The so-called Bloody Christmas incident was the inspiration for the James Ellroy novel, “L.A. Confidential,” and the Lincoln Heights Jail was used as one of the filming locations for the 1997 film based on the book.


Over the years, the site housed many notorious and notable criminals including murderer William Edward Hickman in the late 1920s and gangster Al Capone, who spent a night at the Lincoln Heights jail for tax evasion. Novelist and screenwriter Raymond Chandler spent time in the jail’s drunk tank. Lincoln Heights Jail also had a section for female prisoners on its second floor, and academy-award winning actress Lucile Watson was once held there after a night of drunken shenanigans.

Lincoln Heights jail closed in the 1960’s. However, due to its proximity to Hollywood, the building has remained in use as a popular filming location. Wes Craven’s “A Nightmare on Elm Street,” utilized the basement of the jail as a location for its boiler-room scenes.


In addition to serving as a filming location, the building has been home to a Bilingual arts center and a gym. Tragically, in 1994, the site was the scene of an mysterious death when the founder of the gym was found dead in the elevator shaft.

The former jail has long been rumored to be haunted. Various film and TV crew members as well as building staff and visitors have reported experiencing unexplained or paranormal activity.


Have you paid a visit to the Lincoln Heights Jail? Feel free to share your stories or any information in the comments section.


2 thoughts on “Lincoln Heights Jail: A brief history of LA’s haunted jail.

  1. I spent 10 days in Lincoln Heights jail in 1961. I was arrested with my best friend for shoplifting. It was like a dormitory setting, with beds strung along next to each other. It was actually an experience I’ve never forgotten, and in some ways, was really nice. I met people I would never have met otherwise, and learned things I would never have learned otherwise. Sounds weird I know, but it was a very memorable experience and I’m glad it happened.

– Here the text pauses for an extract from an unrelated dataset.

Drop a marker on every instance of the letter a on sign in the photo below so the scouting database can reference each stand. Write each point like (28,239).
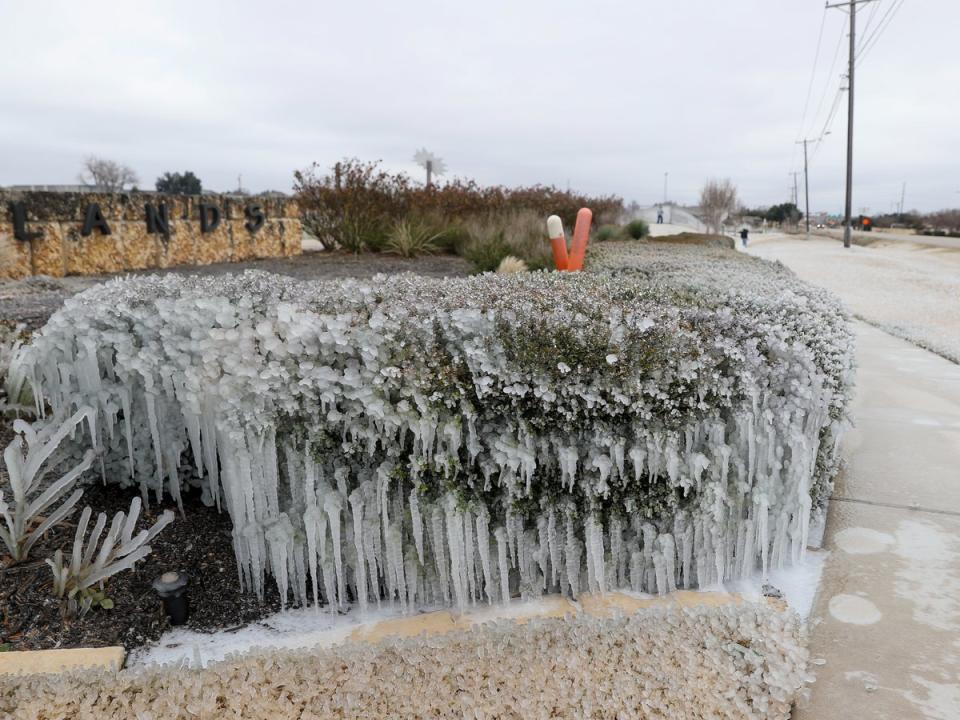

  2. I was in the building yesterday (6-23-20) to do some environmental air sampling. I started on the 5th (top) floor and worked my way down. I placed my bag of sample media near the freight elevator on the 2nd floor. I heard the bag of sample media fall from about 20 yards away. When I got there the bag was dumped. Usually when a bag falls the stuff is in or just around the bag. This was dumped and spread out. This was my first experience of this type.